Menyiapkan Generasi Emas, Bebas Stunting di Mulai dari Orangtua



 Menjadi istri dan ibu bukanlah cita-cita utama saya. Saya terlahir dalam keluarga besar. Saya anak ke 7 dari 11 bersaudara perempuan semua. Ibu saya guru dan almarhum ayah saya Purnawirawan TNI AD. Pada akhirnya menjadi istri dan ibu, saya banyak belajar dari Ibu dan saudara-saudara perempuan.
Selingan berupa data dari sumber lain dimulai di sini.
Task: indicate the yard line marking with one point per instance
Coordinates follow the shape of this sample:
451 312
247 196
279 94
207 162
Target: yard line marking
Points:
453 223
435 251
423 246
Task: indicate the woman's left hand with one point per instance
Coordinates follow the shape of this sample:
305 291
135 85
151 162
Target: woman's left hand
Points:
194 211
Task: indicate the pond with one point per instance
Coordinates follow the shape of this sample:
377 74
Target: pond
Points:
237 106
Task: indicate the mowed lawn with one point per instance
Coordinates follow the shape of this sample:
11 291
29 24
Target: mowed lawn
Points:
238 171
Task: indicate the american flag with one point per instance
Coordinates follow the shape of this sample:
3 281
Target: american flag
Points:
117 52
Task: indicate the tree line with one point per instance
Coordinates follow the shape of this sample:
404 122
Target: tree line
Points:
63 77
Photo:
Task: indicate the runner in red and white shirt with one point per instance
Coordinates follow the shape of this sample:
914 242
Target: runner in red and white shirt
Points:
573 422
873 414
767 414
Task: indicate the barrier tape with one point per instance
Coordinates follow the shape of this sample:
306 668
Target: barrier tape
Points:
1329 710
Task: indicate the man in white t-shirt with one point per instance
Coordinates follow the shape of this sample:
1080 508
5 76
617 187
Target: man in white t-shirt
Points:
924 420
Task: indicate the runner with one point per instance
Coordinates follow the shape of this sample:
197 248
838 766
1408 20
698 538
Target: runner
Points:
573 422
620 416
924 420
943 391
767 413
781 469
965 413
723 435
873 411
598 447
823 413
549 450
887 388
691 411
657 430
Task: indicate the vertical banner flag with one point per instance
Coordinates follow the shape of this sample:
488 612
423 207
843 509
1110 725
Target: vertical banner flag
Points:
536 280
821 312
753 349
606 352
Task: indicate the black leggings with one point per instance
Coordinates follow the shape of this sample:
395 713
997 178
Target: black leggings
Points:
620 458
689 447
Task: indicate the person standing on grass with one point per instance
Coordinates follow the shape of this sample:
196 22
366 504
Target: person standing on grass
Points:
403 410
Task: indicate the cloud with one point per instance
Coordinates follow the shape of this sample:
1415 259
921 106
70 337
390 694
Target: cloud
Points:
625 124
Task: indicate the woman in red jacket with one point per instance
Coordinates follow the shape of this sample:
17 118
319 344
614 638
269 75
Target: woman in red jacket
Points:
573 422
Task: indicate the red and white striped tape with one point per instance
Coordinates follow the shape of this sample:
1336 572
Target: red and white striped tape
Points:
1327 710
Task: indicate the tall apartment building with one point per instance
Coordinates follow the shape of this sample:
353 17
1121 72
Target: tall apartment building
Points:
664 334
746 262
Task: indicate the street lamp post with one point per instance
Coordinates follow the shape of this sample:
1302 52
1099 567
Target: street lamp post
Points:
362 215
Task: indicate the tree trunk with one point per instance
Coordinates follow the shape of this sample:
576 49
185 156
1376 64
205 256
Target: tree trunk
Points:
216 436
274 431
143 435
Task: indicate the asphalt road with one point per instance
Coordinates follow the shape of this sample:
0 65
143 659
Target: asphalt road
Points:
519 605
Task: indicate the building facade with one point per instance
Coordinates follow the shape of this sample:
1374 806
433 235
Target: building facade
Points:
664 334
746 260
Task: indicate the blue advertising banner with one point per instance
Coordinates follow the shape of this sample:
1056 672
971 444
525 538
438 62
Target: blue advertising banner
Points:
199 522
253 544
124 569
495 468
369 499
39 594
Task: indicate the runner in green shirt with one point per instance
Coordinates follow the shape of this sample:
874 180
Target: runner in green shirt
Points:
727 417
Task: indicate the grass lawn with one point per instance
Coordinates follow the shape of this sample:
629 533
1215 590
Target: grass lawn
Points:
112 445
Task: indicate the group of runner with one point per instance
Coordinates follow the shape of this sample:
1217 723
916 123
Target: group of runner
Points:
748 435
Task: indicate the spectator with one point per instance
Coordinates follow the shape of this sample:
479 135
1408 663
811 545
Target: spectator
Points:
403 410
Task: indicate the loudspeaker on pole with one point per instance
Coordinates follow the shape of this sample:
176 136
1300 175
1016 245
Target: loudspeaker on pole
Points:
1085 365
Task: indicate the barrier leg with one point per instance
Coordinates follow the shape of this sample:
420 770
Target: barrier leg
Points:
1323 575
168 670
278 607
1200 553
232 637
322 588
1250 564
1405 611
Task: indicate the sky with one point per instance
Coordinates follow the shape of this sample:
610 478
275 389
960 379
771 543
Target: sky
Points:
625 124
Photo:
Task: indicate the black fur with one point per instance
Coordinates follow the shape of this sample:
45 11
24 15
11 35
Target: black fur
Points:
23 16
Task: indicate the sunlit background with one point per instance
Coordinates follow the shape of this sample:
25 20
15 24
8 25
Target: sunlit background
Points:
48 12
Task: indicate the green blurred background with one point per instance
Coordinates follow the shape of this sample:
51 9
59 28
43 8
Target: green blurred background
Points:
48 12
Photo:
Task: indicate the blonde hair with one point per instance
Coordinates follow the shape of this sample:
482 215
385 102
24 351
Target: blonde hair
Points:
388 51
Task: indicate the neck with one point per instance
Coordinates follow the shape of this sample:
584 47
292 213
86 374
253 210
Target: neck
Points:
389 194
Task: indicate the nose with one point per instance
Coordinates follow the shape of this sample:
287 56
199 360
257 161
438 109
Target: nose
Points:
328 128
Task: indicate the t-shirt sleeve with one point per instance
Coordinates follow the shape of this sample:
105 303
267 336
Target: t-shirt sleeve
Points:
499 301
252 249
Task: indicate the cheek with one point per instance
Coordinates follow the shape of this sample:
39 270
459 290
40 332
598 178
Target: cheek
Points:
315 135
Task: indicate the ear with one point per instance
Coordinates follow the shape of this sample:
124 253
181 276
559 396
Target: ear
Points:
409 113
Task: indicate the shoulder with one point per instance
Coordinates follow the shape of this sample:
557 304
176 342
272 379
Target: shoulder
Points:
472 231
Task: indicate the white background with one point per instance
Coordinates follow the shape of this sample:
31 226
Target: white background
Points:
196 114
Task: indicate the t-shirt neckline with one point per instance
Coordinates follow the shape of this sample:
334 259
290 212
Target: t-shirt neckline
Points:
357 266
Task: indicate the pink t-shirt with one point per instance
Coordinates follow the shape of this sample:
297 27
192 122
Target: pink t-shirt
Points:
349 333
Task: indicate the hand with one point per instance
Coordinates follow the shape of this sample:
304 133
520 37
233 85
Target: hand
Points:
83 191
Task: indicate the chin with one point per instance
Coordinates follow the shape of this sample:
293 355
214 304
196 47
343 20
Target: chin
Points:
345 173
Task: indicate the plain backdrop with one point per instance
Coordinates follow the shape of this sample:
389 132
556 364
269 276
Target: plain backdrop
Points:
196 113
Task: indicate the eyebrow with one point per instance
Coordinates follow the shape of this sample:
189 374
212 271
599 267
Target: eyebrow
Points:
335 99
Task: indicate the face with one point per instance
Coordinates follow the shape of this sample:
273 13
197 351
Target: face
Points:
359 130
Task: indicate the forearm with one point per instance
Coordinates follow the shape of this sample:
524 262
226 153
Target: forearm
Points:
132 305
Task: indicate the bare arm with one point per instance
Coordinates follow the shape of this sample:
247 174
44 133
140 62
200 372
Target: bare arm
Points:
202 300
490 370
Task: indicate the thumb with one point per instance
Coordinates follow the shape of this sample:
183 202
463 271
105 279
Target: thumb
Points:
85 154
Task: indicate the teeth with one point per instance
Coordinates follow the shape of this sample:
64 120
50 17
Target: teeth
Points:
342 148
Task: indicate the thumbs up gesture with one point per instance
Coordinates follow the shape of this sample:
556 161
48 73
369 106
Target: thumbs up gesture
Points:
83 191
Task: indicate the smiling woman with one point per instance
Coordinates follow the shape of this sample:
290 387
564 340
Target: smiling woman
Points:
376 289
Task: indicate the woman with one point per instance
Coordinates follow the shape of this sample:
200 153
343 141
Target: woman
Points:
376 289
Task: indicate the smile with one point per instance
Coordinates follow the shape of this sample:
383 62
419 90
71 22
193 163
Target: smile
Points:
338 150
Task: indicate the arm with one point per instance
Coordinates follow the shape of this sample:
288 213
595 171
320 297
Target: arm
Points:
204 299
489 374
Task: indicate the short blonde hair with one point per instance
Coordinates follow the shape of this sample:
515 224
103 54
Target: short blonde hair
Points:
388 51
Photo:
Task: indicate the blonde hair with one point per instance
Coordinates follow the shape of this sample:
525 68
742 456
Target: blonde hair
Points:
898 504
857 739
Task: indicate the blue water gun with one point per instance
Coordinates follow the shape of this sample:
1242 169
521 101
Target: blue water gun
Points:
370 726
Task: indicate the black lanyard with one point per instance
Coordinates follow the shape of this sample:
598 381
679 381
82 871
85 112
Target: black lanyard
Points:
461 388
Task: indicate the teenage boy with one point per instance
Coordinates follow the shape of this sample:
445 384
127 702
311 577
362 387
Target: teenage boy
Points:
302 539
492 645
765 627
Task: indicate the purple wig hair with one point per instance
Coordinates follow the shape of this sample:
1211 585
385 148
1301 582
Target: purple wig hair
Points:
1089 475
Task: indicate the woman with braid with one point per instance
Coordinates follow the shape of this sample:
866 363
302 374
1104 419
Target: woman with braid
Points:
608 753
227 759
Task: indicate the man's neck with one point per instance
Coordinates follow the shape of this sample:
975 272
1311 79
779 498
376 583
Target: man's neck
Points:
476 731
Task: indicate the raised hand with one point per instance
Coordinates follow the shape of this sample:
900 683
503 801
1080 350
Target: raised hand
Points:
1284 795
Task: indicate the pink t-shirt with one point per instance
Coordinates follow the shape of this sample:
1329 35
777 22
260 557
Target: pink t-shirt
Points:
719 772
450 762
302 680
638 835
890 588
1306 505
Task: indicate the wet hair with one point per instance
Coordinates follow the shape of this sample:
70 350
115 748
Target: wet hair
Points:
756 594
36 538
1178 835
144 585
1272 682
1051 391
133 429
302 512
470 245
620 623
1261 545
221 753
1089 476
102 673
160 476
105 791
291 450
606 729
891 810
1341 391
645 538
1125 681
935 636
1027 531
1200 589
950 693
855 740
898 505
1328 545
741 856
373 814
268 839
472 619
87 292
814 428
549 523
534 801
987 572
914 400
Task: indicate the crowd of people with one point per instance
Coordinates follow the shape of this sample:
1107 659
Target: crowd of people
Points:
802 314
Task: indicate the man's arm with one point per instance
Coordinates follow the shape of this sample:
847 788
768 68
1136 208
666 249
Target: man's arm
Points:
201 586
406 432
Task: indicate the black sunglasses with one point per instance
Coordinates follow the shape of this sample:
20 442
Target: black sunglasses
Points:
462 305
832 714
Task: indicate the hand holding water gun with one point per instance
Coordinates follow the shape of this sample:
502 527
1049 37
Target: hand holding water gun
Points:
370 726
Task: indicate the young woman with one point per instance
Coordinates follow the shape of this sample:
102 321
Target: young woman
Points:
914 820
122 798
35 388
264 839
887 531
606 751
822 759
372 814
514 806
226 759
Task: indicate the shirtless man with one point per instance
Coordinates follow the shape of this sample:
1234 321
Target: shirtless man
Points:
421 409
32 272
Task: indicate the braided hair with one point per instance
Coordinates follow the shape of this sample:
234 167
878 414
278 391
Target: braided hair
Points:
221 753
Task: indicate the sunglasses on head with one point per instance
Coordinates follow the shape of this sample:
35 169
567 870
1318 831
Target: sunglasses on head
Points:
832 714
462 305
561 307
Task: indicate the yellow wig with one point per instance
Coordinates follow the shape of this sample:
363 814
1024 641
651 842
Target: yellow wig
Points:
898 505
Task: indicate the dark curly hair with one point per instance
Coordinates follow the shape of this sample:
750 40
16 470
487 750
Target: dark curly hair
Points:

Perjalanan karir saya, salah satunya di sebuah radio siaran swasta niaga dengan menjadi host/pembawa program bincang-bincang, memberi saya banyak pengetahuan.


Pesona Buah Hati, program psikhologi tumbuh kembang anak, bekerja sama dengan ikatan Sarjana Psikhology Jakarta dan Pesona Gizi Keluarga bersama Pakar gizi, almarhumah Ibu Toeti Soenardi, memperkaya wawasan dan mempengaruhi wacana berpikir saya.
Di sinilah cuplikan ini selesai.